5 – Acquérir et mettre en œuvre des techniques rédactionnelles. L’apprentissage s’effectue prioritairement par la pratique. Les apports théoriques sont réduits à l’essentiel.


Les aptitudes développées

- L’acuité, le dynamisme et la fluidité mentale : mobilisation de sa sensibilité, du vocabulaire, réponses apportées aux différents stimuli (proposition d’écriture), capacité à produire du texte en un temps limité et en groupe, associer des mots avec des idées, des émotions, des perceptions, des informations, des images, des sensations.
- La maîtrise émotionnelle
- Sens de la rigueur et de la précision
- L’acceptation, la confiance et l’exigence de soi
- L’imaginaire
- L’adaptation à la nouveauté et à la différence : anticonformisme, tolérance
- La décentration et la prise de  distance
- La construction d’une  pensée autonome et critique
- L’appétence pour l’écriture et la lecture


Les principaux apports

- Construction d’outils conceptuels personnels : observation, analyse, raisonnements (déductifs, analytiques, logiques, intuitifs, adaptés à un contexte. La pensée s’élabore et s’organise de manière cohérente et compréhensible.
- Prise de conscience de soi et des autres : restauration identitaire et narcissique, développement de l’intériorité, dépassement des inhibitions, construction de l’autonomie, développement de comportements de communication et de la sociabilité.
- Dynamisation des personnes.
- Élaboration de savoir-faire rédactionnels personnels.

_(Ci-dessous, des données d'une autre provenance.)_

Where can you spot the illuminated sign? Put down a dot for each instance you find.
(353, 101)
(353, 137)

Styles d’animation et méthodes pédagogiques

(1) L’atelier d’écriture repose sur des méthodes actives d’entraînement à l’écriture et se compose de plusieurs activités : mise en situation d’écriture et d’expression personnelle, lecture orale et silencieuse, recherche documentaire, confrontation de points de vue en petits groupes et avec l’ensemble du groupe, réécriture des textes de premier jet afin de les réviser et de les corriger, échanges cadrés et enrichis d’apports théoriques et méthodologiques.
(2) L’organisation de la séance fait appel à un style d’animation participatif qui tient compte des attentes et des questions des participants.
(3) Les compétences développées restent avant tout pragmatiques et sont choisies en raison de leur caractère transférable dans la vie quotidienne des participants.


Pourquoi ça marche ?
 

De quelle manière ces moments d’intimité  passés avec soi-même, canalisés par l’écriture et partagés à chaud avec un groupe contribuent t-il à faire progresser les comportements ?

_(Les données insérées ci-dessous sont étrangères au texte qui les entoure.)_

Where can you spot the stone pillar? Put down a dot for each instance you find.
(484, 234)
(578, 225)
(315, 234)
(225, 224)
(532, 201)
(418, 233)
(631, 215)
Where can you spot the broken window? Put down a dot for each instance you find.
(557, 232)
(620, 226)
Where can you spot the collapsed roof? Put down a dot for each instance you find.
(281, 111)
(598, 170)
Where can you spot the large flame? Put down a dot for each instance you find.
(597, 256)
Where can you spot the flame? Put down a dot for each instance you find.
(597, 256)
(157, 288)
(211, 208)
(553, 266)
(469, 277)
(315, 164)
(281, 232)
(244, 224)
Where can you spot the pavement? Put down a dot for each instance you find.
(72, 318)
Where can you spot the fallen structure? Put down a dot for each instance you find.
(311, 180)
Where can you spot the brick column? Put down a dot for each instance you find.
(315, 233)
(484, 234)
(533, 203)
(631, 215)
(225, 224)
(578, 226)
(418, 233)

Il s’agit d’un ensemble de réponses qui interagissant entre-elles et produisent des effets qui tiennent compte des problématiques individuelles, de la complexité de l’apprentissage de la langue et des personnalités. Ces apports multiples et cette large approche ne permettent pas d’analyser  avec précision les raisons d’un déblocage, les apprentissages. L’individu se soustrait à la logique implacable des progressions pédagogiques. Cette dimension humaine n’est ni logique, ni prévisible. La question des évaluations se pose et s’avère  périlleuse à un niveau individuel.

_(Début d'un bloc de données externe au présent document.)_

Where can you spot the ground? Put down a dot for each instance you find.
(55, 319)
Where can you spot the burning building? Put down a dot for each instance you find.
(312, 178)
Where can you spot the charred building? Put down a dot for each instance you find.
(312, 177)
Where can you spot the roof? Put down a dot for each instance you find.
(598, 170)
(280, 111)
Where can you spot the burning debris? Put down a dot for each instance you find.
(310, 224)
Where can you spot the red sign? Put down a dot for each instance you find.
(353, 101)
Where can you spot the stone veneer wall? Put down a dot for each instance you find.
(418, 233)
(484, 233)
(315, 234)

« Les effets des ateliers d’écriture ne sont pas mesurables à l’écriture elle-même. L’apprentissage de l’écriture n’est pas évalué par la mesure des capacités acquises à écrire ni même par l’intensité du goût qu’on aurait pu développer à prendre la plume. Ce qui est travaillé dans l’atelier est moins l’écriture que le sujet qui écrit. »
(P. Meier, M.H. Rambaud, Parler, écouter, écrire… De quelques effets sensibles de
l’atelier d’écriture, in Education permanente, 1999)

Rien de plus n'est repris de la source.